The Case for Grid Computing

Why pooling computing resources makes sense for product development right now.

Why pooling computing resources makes sense for product development right now.

By Michael Schulman

The analysis phase of the product development cycle is extremely compute-intensive. Typically, a mathematical simulation of the product is performed to check stresses,  displacements, heat, and other behaviors anticipated to be applied in real-world environments.

In the analysis phase, material properties are applied, geometry defined,  and mathematical equations are solved to determine the behavior of the system in a physical world. Although the performance of computer systems is on a continuously upward growth path, in many cases the processing requirements cannot be met by a single computer. In addition, research has shown that many systems in data centers are only used to 15 to 20 percent of their capacity.

The traditional design, validate, then tweak the design workflow has a number of bottlenecks. With leading MCAD systems able to accurately model complex geometries and assemblies, a significant portion of the design time is wasted waiting for the simulation phase to complete. Typically,  this phase is an FEA run using such applications as ABAQUS, ANSYS,  LS-DYNA, and NASTRAN. Here, the MCAD model is broken into smaller solid elements, the loads applied, and the constraints as well as material properties are entered. Then, using mathematical and material science knowledge, the stresses and displacements can be determined.

 

Internals of the Sun Fire X2100 server.


Many times, designers are limited in the types of analysis they can run due to the time it would take. They must settle for less resolution in their modeling of the mesh, or sacrifice different loading or constraint scenarios. Such compromises may lead to an incomplete understanding of the behavior of the product.

Grid computing is one method of giving users more compute power than a single physical workstation can give them. With the creating of sophisticated distributed resource management software, large numbers of systems can be assembled into a grid. A number of technologies, both software and hardware, have come together to make grid computing a useful process for organizations that require it.

How Grid Computing Works

Setting up a grid of existing systems is quite easy. Typically, no additional hardware is required as long as the servers are on a network,  although some additional software is required to enable these systems to act as a pool of computing resources. This software knows which systems are available to be used and what types of systems are on the grid.

Here’s a basic description of how a grid for an HPC (high performance computing) environment works. Users, typically from a workstation or PC,  submit a “job.” A job is an amount of work to be done. For a design and manufacturing company, this often is some kind of analysis run.

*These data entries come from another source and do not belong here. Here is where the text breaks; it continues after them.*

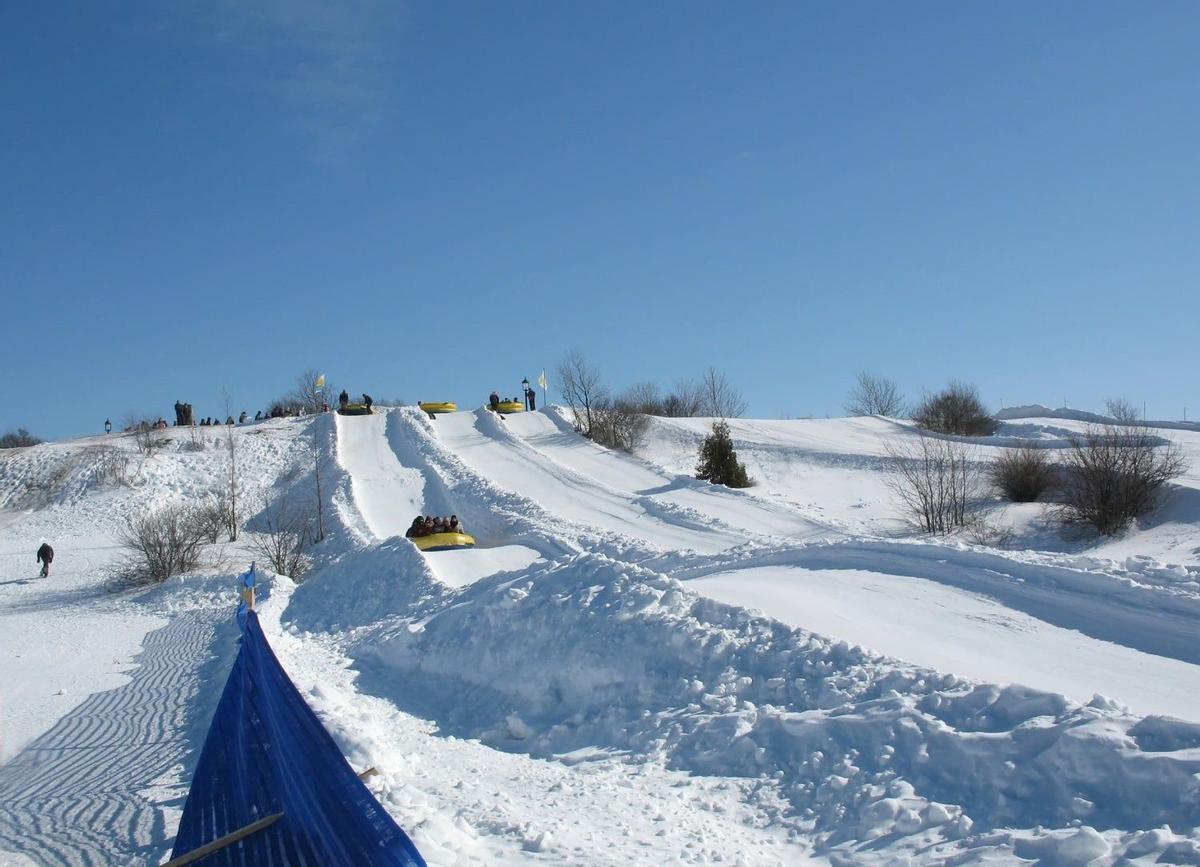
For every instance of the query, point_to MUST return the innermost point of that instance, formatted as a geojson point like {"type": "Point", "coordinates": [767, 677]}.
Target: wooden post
{"type": "Point", "coordinates": [222, 842]}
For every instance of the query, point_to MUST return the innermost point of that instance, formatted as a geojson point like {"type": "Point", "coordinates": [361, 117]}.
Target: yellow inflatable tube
{"type": "Point", "coordinates": [443, 542]}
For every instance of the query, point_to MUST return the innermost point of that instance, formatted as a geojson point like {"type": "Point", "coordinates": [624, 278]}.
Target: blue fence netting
{"type": "Point", "coordinates": [267, 753]}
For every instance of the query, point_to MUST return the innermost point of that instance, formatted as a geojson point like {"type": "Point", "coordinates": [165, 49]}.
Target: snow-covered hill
{"type": "Point", "coordinates": [633, 667]}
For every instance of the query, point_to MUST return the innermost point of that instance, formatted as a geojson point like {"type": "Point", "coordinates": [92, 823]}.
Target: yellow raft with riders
{"type": "Point", "coordinates": [443, 542]}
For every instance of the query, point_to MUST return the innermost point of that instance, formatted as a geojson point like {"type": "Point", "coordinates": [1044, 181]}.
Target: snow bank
{"type": "Point", "coordinates": [594, 652]}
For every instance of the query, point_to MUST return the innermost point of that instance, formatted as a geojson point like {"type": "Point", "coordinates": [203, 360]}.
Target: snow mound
{"type": "Point", "coordinates": [594, 652]}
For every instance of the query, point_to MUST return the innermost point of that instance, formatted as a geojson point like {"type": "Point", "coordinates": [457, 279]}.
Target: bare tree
{"type": "Point", "coordinates": [936, 483]}
{"type": "Point", "coordinates": [1024, 474]}
{"type": "Point", "coordinates": [234, 516]}
{"type": "Point", "coordinates": [720, 398]}
{"type": "Point", "coordinates": [582, 389]}
{"type": "Point", "coordinates": [685, 400]}
{"type": "Point", "coordinates": [285, 537]}
{"type": "Point", "coordinates": [874, 395]}
{"type": "Point", "coordinates": [1122, 411]}
{"type": "Point", "coordinates": [1115, 474]}
{"type": "Point", "coordinates": [643, 398]}
{"type": "Point", "coordinates": [18, 438]}
{"type": "Point", "coordinates": [163, 543]}
{"type": "Point", "coordinates": [955, 410]}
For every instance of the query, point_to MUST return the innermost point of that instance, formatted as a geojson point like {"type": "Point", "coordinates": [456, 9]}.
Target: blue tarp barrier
{"type": "Point", "coordinates": [268, 753]}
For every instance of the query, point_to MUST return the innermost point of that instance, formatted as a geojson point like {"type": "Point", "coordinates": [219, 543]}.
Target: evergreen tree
{"type": "Point", "coordinates": [718, 460]}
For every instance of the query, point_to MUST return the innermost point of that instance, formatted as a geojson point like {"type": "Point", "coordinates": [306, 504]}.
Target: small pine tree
{"type": "Point", "coordinates": [718, 460]}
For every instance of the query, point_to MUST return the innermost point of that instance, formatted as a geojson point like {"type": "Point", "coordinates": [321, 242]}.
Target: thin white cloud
{"type": "Point", "coordinates": [327, 63]}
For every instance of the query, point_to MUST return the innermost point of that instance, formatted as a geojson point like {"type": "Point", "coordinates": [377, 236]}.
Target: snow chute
{"type": "Point", "coordinates": [271, 787]}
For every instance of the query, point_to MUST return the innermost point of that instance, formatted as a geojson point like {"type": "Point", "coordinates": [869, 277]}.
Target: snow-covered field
{"type": "Point", "coordinates": [633, 667]}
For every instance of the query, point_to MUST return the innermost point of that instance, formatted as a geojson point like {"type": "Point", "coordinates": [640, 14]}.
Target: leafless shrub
{"type": "Point", "coordinates": [1122, 411]}
{"type": "Point", "coordinates": [285, 537]}
{"type": "Point", "coordinates": [645, 398]}
{"type": "Point", "coordinates": [1024, 474]}
{"type": "Point", "coordinates": [1115, 474]}
{"type": "Point", "coordinates": [684, 400]}
{"type": "Point", "coordinates": [720, 398]}
{"type": "Point", "coordinates": [955, 410]}
{"type": "Point", "coordinates": [163, 543]}
{"type": "Point", "coordinates": [112, 466]}
{"type": "Point", "coordinates": [875, 395]}
{"type": "Point", "coordinates": [214, 513]}
{"type": "Point", "coordinates": [147, 436]}
{"type": "Point", "coordinates": [582, 389]}
{"type": "Point", "coordinates": [233, 490]}
{"type": "Point", "coordinates": [18, 438]}
{"type": "Point", "coordinates": [936, 482]}
{"type": "Point", "coordinates": [619, 424]}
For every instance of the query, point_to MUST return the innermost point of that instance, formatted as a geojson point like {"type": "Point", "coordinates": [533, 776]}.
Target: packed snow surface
{"type": "Point", "coordinates": [631, 667]}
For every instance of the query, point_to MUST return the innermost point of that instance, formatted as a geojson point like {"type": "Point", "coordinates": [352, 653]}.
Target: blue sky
{"type": "Point", "coordinates": [431, 201]}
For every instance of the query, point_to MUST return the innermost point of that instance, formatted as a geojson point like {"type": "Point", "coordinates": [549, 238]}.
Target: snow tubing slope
{"type": "Point", "coordinates": [267, 753]}
{"type": "Point", "coordinates": [443, 542]}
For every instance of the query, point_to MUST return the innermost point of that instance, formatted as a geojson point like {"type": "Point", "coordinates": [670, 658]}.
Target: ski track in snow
{"type": "Point", "coordinates": [588, 686]}
{"type": "Point", "coordinates": [101, 785]}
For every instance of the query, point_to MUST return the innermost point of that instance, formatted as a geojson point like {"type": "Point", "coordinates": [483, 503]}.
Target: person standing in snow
{"type": "Point", "coordinates": [46, 556]}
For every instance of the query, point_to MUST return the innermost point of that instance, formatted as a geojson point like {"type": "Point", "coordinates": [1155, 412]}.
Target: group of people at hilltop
{"type": "Point", "coordinates": [531, 400]}
{"type": "Point", "coordinates": [343, 399]}
{"type": "Point", "coordinates": [429, 525]}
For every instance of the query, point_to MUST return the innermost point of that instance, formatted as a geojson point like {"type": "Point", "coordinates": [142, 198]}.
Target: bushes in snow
{"type": "Point", "coordinates": [955, 410]}
{"type": "Point", "coordinates": [936, 482]}
{"type": "Point", "coordinates": [874, 395]}
{"type": "Point", "coordinates": [285, 534]}
{"type": "Point", "coordinates": [18, 438]}
{"type": "Point", "coordinates": [1024, 474]}
{"type": "Point", "coordinates": [1115, 474]}
{"type": "Point", "coordinates": [718, 460]}
{"type": "Point", "coordinates": [163, 543]}
{"type": "Point", "coordinates": [621, 422]}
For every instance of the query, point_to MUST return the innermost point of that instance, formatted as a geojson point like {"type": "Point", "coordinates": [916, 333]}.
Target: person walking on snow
{"type": "Point", "coordinates": [46, 556]}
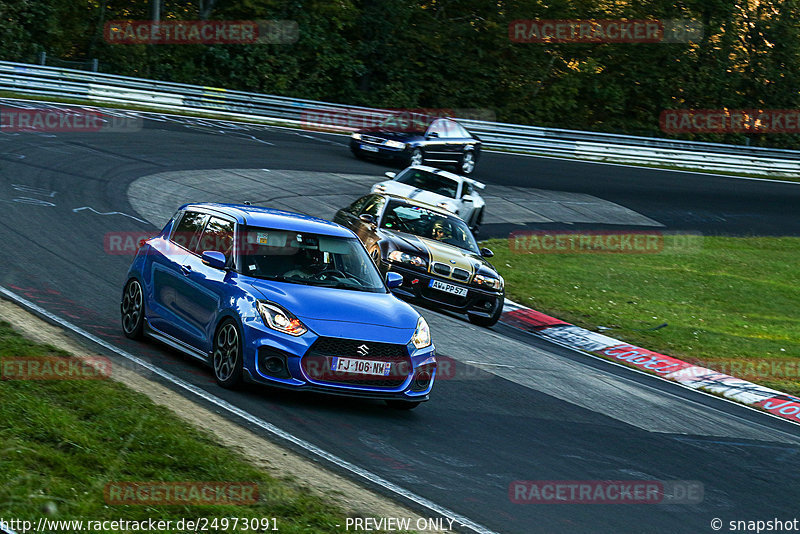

A certain server, the master, takes requests from the different users and determines where and when the job will be run, based on a number of factors. A scheduler within a distributed resource manager then determines where the job should be scheduled to run after taking many different parameters into account beforehand (See a “Brief Grid Computing Glossary,” below.). Examples are:

• Applications require a certain amount of RAM
• MPI (message passing interface)  job requires certain number of computers to run on
• Specific hardware due to application availability
• Available licenses for desired application
• Interconnect of certain type
• Fine grained
• User-defined resources

In addition to the resources that a job may require, other factors that will determine where and when the job will be run include:

• Users priority based on urgency
• The  seniority of the submitter within an organization
• Project deadlines
• Amount of resources allocated to that particular project by management (possibly pre-determined by who paid for what)

One such distributed resource management application available today is the Sun N1 Grid Engine from Sun Microsystems. This resource management product, available in either an open source version or one supported by Sun Microsystems, gives users and system administrators the ability to fully use their collection of servers or workstations as part of a grid. (See Figure 1, below, for a diagram of how Sun N1 Grid Engine processes jobs.)

 

Figure 1.



Once it is determined which system or group of systems are available and underutilized, the master submits job requests to the compute nodes for execution. It is important for the master server to send jobs to nodes that are available, meaning that these nodes do not have a job running on them.  If a node gets overloaded with a job that uses all available resources, the performance of the application may suffer, and the work done may not be performed in a timely manner.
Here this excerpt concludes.